I bought this receiver with matching speaker from a local Ham with the understanding it was intermittent and appeared to be a little deaf on some bands.
Quite a bit of information for this receiver is available on the Internet including a service manual. It is early all solid state design and was produced in the early 1970's. It covers the Ham bands from 80 through 10 meters plus CB with the exception of the WARC bands. One additional band crystal may be added for another 500 KHz segment between 3.5 and 30 MHz. You might be able add others if you were willing to sacrifice other existing 500 KHz band segments like CB. The receiver uses a manually adjustable front end preselector that is divided into 2 ranges, 3.5 MHz to 10 MHz and 10 MHz to 30 MHz. On the back of the receiver there are two outputs that could be used to interface with an appropriate transmitter. One is an HFO output which is a band crystal output and the other is a VFO output. It looks like they were considering making a matching transmitter that could be operated in the transceive mode. I don't believe this ever happened.
One of the intermittence was caused by a shorting variable capacitor in the Q multiplier circuit. Adjusting the plates solved this problem. The rest were the results of dirty potentiometers and switch contacts.
The radio is fairly easy to work on and has lots of test points on the circuit boards. On the bands above 10 MHz the receiver seemed somewhat less lively than the ones below. After doing some initial troubleshooting I decided to do an alignment. The service manual included an alignment procedure but there appeared to be some mistakes and omissions in it and also it could have been more thorough in it's instructions. The manual indicated that the second IF (455 KHz) could be aligned without the use of a sweep generator. This was good for me as the generator I have with sweep capabilities did not cover 455 KHz. I would suggest that anyone wanting to do a second IF alignment on an AX-190 use a sweep generator as it is very difficult to get IF symmetry without one.

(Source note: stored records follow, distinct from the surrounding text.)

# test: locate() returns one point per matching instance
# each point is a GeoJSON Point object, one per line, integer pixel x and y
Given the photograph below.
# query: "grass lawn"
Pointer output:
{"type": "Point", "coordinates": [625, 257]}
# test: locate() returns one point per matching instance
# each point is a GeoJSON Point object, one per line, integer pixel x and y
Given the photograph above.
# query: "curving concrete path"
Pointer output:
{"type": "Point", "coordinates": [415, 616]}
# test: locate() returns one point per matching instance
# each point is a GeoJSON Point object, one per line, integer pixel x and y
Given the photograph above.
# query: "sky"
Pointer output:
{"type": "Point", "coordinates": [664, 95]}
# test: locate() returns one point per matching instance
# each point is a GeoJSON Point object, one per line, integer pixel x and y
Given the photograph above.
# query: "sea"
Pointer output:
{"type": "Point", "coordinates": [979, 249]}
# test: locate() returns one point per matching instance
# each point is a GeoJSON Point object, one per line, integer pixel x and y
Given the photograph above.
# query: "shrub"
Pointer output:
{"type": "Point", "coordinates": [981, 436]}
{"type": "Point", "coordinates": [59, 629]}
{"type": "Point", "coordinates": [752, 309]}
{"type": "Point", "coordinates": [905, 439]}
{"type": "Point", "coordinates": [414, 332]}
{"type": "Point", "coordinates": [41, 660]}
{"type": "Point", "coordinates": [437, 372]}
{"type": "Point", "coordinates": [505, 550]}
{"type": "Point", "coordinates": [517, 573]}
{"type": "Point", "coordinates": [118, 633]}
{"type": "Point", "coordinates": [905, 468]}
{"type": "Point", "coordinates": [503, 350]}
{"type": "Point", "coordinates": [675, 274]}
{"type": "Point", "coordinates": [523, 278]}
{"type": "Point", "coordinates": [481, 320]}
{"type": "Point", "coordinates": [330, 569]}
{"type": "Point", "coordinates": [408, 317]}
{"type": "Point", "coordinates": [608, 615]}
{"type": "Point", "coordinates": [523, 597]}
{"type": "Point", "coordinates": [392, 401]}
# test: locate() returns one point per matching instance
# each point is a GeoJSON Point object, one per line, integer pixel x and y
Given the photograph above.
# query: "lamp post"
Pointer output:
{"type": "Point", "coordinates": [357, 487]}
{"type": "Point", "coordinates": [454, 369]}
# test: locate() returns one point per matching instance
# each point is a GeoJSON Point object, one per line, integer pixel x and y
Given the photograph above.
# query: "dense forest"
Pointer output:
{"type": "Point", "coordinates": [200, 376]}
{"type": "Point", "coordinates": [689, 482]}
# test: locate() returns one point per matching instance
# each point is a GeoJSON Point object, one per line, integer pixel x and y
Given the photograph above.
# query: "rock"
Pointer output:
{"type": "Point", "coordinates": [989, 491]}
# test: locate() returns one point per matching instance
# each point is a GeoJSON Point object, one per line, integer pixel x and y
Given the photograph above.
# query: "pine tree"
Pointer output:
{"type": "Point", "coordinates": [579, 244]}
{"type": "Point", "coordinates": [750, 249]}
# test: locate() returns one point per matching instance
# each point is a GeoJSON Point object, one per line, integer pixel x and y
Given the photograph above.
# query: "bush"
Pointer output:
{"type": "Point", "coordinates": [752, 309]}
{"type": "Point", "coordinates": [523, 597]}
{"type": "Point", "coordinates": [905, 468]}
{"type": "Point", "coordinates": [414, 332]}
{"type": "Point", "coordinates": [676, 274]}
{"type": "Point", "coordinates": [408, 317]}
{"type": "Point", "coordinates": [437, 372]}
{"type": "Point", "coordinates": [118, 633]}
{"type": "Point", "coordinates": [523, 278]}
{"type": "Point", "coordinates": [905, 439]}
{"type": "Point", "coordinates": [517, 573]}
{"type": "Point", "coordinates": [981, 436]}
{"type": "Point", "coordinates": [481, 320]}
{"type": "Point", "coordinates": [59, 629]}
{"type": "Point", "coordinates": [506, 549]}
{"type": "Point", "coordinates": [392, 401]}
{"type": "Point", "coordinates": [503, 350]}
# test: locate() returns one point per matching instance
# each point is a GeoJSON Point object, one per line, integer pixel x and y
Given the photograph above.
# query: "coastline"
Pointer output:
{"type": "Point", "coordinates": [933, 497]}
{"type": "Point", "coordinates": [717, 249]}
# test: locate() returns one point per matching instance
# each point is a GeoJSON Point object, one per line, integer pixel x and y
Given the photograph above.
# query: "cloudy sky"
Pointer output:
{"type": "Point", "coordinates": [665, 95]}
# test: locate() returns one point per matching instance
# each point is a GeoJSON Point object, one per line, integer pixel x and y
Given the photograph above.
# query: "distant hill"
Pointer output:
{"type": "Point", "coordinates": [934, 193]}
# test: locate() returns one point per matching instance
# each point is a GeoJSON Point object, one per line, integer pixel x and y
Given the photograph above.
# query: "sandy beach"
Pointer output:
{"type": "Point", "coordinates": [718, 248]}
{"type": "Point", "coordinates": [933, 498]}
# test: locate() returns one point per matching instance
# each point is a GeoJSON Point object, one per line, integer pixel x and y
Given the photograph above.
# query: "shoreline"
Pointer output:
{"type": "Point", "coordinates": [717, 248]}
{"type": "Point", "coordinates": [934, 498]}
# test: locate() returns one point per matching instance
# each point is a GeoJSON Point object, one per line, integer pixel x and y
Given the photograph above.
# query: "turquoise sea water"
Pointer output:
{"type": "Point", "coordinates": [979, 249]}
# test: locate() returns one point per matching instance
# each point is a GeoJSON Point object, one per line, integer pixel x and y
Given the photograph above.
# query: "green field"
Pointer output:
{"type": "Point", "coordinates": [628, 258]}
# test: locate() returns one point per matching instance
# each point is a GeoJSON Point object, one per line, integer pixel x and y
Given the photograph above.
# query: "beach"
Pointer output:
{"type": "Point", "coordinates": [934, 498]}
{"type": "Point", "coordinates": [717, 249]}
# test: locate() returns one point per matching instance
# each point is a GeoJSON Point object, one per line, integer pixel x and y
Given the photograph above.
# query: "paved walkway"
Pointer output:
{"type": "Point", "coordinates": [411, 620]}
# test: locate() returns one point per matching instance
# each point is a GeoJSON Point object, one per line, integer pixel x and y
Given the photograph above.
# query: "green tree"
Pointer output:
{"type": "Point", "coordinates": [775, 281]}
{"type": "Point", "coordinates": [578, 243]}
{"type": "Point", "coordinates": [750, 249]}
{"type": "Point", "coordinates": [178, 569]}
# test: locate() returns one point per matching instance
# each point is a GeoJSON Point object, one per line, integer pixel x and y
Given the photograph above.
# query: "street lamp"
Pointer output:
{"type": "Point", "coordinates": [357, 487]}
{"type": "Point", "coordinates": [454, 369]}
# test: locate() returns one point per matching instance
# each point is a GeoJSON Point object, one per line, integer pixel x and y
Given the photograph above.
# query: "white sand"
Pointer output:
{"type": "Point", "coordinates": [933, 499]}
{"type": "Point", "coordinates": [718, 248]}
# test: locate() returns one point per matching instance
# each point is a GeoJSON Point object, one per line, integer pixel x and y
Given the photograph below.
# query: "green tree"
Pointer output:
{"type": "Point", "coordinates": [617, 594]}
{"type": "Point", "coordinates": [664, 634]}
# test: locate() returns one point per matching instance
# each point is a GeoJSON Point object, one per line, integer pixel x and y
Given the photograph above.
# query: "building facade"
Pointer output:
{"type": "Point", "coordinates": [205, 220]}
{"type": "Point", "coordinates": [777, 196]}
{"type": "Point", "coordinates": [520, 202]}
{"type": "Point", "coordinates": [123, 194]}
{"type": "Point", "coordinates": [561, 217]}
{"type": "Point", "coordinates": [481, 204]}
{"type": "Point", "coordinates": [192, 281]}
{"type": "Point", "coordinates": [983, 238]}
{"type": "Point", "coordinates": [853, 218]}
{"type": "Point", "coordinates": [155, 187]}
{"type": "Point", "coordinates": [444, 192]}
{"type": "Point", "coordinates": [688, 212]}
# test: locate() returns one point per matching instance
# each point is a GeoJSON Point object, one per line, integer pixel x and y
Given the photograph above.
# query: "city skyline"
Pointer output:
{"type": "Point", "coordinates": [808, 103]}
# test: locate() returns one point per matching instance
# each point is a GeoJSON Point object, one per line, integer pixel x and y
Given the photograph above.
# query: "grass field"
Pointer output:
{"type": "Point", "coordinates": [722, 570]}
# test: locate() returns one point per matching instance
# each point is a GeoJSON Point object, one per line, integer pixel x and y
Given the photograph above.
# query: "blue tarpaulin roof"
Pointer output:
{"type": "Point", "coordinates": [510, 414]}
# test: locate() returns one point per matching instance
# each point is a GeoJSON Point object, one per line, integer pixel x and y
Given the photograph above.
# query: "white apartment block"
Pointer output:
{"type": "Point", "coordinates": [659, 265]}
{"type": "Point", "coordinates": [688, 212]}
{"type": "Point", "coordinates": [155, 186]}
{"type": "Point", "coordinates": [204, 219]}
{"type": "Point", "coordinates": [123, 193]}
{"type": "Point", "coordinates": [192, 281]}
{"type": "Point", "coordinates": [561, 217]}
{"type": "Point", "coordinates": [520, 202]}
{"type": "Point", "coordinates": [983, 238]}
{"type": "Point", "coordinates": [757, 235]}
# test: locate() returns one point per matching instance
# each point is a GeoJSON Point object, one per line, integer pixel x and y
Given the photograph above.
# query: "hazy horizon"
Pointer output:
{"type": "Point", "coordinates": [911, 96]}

After the alignment the receiver still seemed quiet on the upper bands above 10 MHz although the sensitivity looked OK. I am interested in hearing from anyone with this type of receiver if they have or have not noticed this. The preselector circuitry is pretty much the only thing that could cause this to happen. When switching to the bands above 10 MHz additional passive components are added to the preselector circuitry. The alignment of the preselector when smoothly with no anomalies in the tuning. I did not do a formal sensitivity test but I did applied a 1 microvolt signal with 100 percent modulation (1 KHz tone) into the receiver on 10 meters and the S/N seemed good. I also did some on air testing with a 10 meter MOSFET preamp I used years ago for satellite work and it didn't do much other than driving the S-meter a little higher.
As mentioned above the receiver has a built-in Q multiplier. It works but in the reject mode the notch appears to be to broad and also not very deep. I did not do any detailed testing on this.
Overall it doesn't seem to be a bad receiver for it's vintage and initial cost. It's stable, has 1 KHz dial resolution and so far I haven't noticed any anomalies like overload issues or image problems.
I plan to use it as part of my AM station set-up.
UPDATE APRIL 10, 2011
When I initially got this receiver I spent some time on the Internet collecting information on it. From what I found it was normal to have some AC hum from the speaker. This receiver also had hum so I considered it normal. The hum showed up when the receiver was in the standby position or when the receiver was muted during a transmission. I am currently using this receiver with a Heathkit DX-60B transmitter. The hum wasn't all that bad but was a bit annoying. I decided to do something about it. The power supply uses a full wave rectifier circuit feeding a 2200 µF filter capacitor. There was an output from this feeding the audio output transistors directly. I replaced the filter capacitor with a 4700 µF and the hum was reduced to a point where it became barely noticeable. Today's electrolytic capacitors are much smaller and there was plenty of space on the power supply board to install it. I checked the original 2200 µF capacitor on a capacitance bridge and it tested OK. I don't expect to see any adverse effects with this change and so far there has been none.
UPDATE December 4, 2014
I bought another AX-190 receiver at a Ham flea market a few months ago. It had the same problem as this one with a lazy LSB crystal. See A BFO for the Allied AX-190 Receiver for more information. I did a couple of thing to try to resolve the problem. I added the lazy lower sideband crystal (456.5 KHz) from the first radio in parallel with the lower sideband crystal in the latest radio just to see what would happen. This actually worked, I assume it increases the "Q". I also noticed that when I placed the oscilloscope probe on the crystal lead the circuit was a little slower to start. I think the probe capacitance is about 20 or 30 pF. This lead me to remove the 20 pF, c68, at the base of the oscillator transistor. Removing the cap., had very little effect on the actual frequency. I don't know if just removing this cap., would improve the situation. The receiver has been in operation for a few months now and so far it has worked fine.